Brandon Woods of Dartmouth operates as a skilled nursing facility serving residents requiring various levels of medical care. The facility's failure to follow basic notification protocols raises questions about other potential communication breakdowns affecting resident safety.

The inspection found that multiple staff members, from the bedside nurse to the Director of Nursing, understood the facility's notification requirements but the system failed when it mattered most. Each interview revealed the same expectation: immediate physician notification for significant changes in condition.

Yet when Resident #1's oxygen saturation dropped to 84%, requiring intervention to maintain normal breathing, the phone never rang in any doctor's office.

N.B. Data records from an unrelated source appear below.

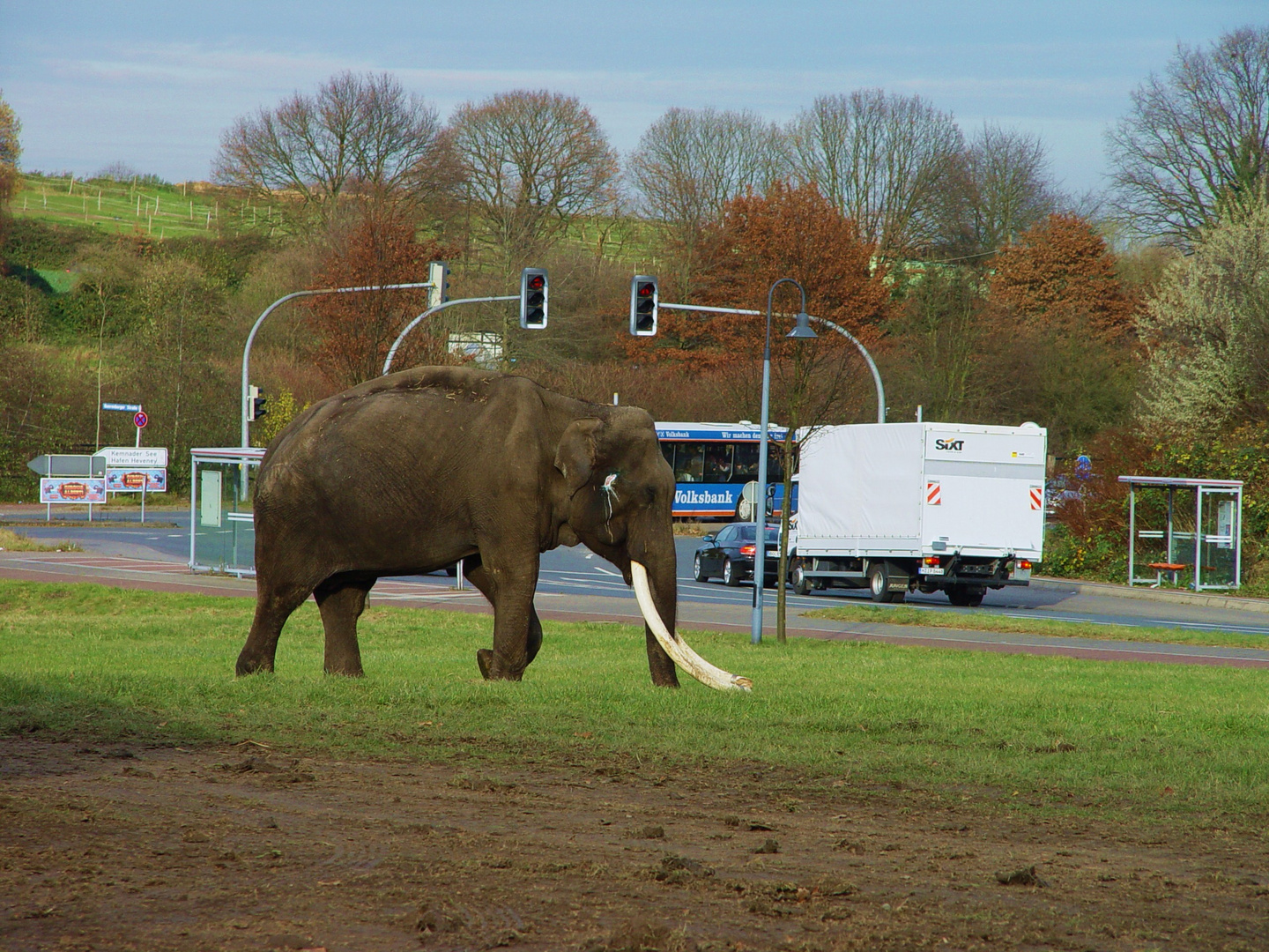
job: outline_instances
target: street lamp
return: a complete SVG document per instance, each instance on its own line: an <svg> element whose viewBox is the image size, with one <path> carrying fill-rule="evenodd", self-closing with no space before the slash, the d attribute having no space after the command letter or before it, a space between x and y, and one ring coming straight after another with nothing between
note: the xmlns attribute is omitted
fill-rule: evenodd
<svg viewBox="0 0 1269 952"><path fill-rule="evenodd" d="M754 500L754 613L749 640L754 645L763 641L763 580L766 575L766 426L770 416L772 397L772 300L780 284L793 284L802 293L802 308L797 314L797 324L784 336L794 340L811 340L820 336L811 330L811 317L806 312L806 288L793 278L780 278L766 292L766 338L763 341L763 429L758 443L758 499ZM784 438L789 439L789 433ZM784 500L788 505L789 500ZM783 545L783 539L780 541ZM775 580L777 585L783 579Z"/></svg>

The resident's current condition and whether delayed medical attention caused lasting harm remains unclear from the inspection report. Federal inspectors documented the communication failure but did not detail the resident's ultimate medical outcome.

The violation represents a fundamental breakdown in nursing home care coordination, where proper communication between nursing staff and physicians can mean the difference between prompt treatment and medical crisis.

Full Inspection Report

The details above represent a summary of key findings. View the complete inspection report for Brandon Woods of Dartmouth from 2025-09-04 including all violations, facility responses, and corrective action plans.

Additional Resources


Editorial Standards

Data source: Official federal inspection data from the Centers for Medicare & Medicaid Services (CMS).

Editorial process: AI-synthesized regulatory data, reviewed for accuracy by our editorial team.

Professional review: All content reviewed by Christopher F. Nesbitt, Sr., NH EMT & BU-trained Paralegal.

Last verified: June 21, 2026  ·  Our methodology

Quick Answer

Brandon Woods of Dartmouth in SOUTH DARTMOUTH, MA was cited for violations during a health inspection on September 4, 2025.

Normal oxygen saturation levels typically range from 95% to 100%.

Health inspections identify deficiencies that facilities must correct. Violations range from minor documentation issues to serious safety concerns. Review the full report below for specific details and facility response.

Frequently Asked Questions

What happened at Brandon Woods of Dartmouth?
Normal oxygen saturation levels typically range from 95% to 100%.
How serious are these violations?
Violation severity varies from minor documentation issues to serious safety concerns. Review the inspection report for specific deficiency codes and scope. All violations must be corrected within required timeframes and are subject to follow-up verification inspections.
What should families do?
Families should: (1) Ask facility administration about specific corrective actions taken, (2) Request to see the follow-up inspection report verifying corrections, (3) Check if this represents a pattern by reviewing prior inspection reports, (4) Compare this facility's ratings with other nursing homes in SOUTH DARTMOUTH, MA, (5) Report any new concerns directly to state authorities.
Where can I see the full inspection report?
The complete inspection report is available on Medicare.gov's Care Compare website (www.medicare.gov/care-compare). You can also request a copy directly from Brandon Woods of Dartmouth or from the state Department of Health. The report includes specific deficiency codes, facility responses, and correction timelines. This facility's federal provider number is 225233.
Has this facility had violations before?
To check Brandon Woods of Dartmouth's history, visit Medicare.gov's Care Compare and review their inspection history, quality ratings, and staffing levels. Look for patterns of repeated violations, especially in critical areas like abuse prevention, medication management, infection control, and resident safety.